I say to myself, Put your hands here, where his bones meet his throat. Touch his mouth, here, with your mouth. This can be nice.

~

I tell Mary Jo I didn't mean it. I tell her I'm so sorry. She puts me in her car and drives me to her apartment, a cramped tiny place reeking of potpourri. I sit on a chair and listen to my ears hum while she puts sheets on the couch, smoothes them with her palms. I tell her I do things I don't understand.

I ask her if she got his number, that search and rescue man. She says, "No, he bolted. Somewhere in that mess."

"Next week will be different." I rub at my eyes so I don't have to look at her. "We'll go to the movies and out for Italian food. Just us girls, MJ. Just us, okay?"

"You always say stuff like that," she tells me, "and then you bail." She pulls a blanket over the makeshift bed she's made for me.

Mary Jo straightens up. She sighs.

"I know you think you're better than me," Mary Jo says. She picks at the gold, glittered thread in her sweater collar. I sit down on the couch and try to hold my hands steady, to hide that I'm shaking.

"I know you think I'm too dependent on men, too needy," she says. "But look at you. Look at me. Here we are."

"I just wish you'd save yourself," I tell her.

"Yeah?" Mary Jo asks. "Why don't you tell me how to do that if you're so smart?"

While I pick at the crack in my lip, Mary Jo walks down the hall to the bathroom. She flicks on the light and runs water for her shower. I slide my legs between the cool, cotton sheets. The ceiling in the hall fills with steam from the shower.

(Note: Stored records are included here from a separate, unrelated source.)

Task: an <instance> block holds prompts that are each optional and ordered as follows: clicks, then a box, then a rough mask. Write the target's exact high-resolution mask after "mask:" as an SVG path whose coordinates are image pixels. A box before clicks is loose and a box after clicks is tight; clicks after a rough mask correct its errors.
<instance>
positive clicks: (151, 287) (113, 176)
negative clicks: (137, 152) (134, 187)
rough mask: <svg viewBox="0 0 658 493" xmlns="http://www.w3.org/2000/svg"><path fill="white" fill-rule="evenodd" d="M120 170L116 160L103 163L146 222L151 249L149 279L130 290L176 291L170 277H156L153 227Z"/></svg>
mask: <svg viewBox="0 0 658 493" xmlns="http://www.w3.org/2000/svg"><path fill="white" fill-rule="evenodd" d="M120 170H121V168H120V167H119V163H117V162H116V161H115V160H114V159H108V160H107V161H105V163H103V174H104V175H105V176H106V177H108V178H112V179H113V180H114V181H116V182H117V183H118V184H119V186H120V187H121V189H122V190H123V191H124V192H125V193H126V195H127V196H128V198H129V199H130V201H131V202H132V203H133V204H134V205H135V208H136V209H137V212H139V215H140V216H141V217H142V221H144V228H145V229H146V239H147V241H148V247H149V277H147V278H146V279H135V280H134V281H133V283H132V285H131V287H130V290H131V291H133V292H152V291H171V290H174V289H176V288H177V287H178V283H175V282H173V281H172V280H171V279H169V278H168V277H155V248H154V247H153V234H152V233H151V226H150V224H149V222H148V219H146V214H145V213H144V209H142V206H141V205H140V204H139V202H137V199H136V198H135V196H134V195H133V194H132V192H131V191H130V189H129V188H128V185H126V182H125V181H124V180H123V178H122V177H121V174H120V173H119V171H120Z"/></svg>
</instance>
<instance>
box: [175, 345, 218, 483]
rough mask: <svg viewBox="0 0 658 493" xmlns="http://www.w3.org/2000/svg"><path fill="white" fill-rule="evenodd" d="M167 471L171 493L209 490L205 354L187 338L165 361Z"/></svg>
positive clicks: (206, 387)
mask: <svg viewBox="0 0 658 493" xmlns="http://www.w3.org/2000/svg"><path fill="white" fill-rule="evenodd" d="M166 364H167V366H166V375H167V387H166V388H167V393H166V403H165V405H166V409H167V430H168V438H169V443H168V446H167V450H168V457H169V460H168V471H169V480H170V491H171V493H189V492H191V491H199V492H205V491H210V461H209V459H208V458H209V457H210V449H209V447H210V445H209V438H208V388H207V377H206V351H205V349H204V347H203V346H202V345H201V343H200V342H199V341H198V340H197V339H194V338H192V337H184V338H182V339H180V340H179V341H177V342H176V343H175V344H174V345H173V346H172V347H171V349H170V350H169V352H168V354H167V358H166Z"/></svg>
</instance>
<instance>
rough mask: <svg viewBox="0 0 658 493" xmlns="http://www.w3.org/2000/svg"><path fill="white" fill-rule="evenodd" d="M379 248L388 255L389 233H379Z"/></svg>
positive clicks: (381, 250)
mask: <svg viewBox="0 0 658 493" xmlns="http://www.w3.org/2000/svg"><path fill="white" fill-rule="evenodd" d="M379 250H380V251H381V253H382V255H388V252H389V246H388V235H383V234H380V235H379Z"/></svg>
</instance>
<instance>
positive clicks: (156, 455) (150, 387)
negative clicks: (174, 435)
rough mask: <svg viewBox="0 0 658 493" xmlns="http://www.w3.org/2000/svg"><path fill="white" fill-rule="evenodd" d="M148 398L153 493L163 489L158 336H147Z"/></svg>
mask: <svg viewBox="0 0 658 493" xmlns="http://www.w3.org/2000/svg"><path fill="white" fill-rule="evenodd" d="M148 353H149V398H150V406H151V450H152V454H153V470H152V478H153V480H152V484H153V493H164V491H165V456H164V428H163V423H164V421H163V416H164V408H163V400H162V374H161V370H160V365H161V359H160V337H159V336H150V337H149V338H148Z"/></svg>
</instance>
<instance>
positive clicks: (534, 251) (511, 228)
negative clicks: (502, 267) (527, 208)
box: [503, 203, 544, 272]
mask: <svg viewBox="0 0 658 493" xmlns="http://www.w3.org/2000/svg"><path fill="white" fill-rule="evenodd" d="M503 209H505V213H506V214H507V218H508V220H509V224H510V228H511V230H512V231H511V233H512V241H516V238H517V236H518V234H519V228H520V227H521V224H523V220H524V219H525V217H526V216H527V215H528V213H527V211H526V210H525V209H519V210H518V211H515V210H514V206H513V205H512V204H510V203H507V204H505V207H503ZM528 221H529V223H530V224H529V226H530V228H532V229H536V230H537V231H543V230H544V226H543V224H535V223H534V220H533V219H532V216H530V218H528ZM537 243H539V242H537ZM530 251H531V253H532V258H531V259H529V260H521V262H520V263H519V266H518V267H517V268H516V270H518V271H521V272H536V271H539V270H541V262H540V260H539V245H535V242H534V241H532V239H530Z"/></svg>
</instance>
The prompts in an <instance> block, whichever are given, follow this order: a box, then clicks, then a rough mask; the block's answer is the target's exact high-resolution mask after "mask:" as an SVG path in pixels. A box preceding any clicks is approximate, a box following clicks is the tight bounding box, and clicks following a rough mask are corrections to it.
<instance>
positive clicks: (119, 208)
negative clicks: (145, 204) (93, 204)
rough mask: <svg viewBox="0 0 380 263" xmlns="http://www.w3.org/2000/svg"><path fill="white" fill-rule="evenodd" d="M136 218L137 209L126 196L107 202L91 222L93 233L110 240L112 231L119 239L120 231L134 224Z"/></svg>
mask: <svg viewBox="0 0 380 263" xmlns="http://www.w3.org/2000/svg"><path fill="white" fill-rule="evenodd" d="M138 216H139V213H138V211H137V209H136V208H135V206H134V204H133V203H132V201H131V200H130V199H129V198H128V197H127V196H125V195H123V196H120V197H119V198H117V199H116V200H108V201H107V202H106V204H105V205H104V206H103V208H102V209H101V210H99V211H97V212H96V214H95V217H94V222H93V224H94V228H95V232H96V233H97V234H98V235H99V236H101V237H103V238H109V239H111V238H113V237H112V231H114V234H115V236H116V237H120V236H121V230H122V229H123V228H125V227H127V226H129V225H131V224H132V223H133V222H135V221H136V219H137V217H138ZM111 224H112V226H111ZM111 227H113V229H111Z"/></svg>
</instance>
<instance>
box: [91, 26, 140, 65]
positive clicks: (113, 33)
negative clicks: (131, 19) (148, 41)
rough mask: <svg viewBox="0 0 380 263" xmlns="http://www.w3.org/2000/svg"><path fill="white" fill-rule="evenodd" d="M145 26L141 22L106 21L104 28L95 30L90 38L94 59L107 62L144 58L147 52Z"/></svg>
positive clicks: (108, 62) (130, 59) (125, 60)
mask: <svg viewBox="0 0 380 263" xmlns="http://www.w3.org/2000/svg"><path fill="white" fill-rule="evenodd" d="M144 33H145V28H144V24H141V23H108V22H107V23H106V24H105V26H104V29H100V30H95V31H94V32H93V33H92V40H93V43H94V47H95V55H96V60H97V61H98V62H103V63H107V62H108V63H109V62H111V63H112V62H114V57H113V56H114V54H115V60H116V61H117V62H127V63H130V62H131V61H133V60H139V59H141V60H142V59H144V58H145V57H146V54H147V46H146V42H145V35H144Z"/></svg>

The phone sits next to the couch on its white cradle. I think about calling Stephen, just one last time, just to listen to him breathe. This man who turned into one of Mary Jo's stories, one of those men who take over your life and then suddenly fall out of love with you, meet somebody else, get married, evaporate clean into air, leaving you stunned and blinking, sitting on your boss's couch.

Mary Jo opens the door to the bathroom a crack and an envelope of steam unfurls like smoke.

The boy in the bathroom says, You can open your eyes now. It's over.

The wrinkled brown man in the newspaper stand winks and says, Who's going to catch you now, senorita?

The search and rescue man lifts a green bottle to his lips. Here's how you dress a wound, he says. Here's how you sew back the edges.

Mary Jo flicks off the light. She closes the door to her bedroom. I can hear the springs in her bed shift under her weight. Both of us turn over on our sides, waiting, watching in the dark.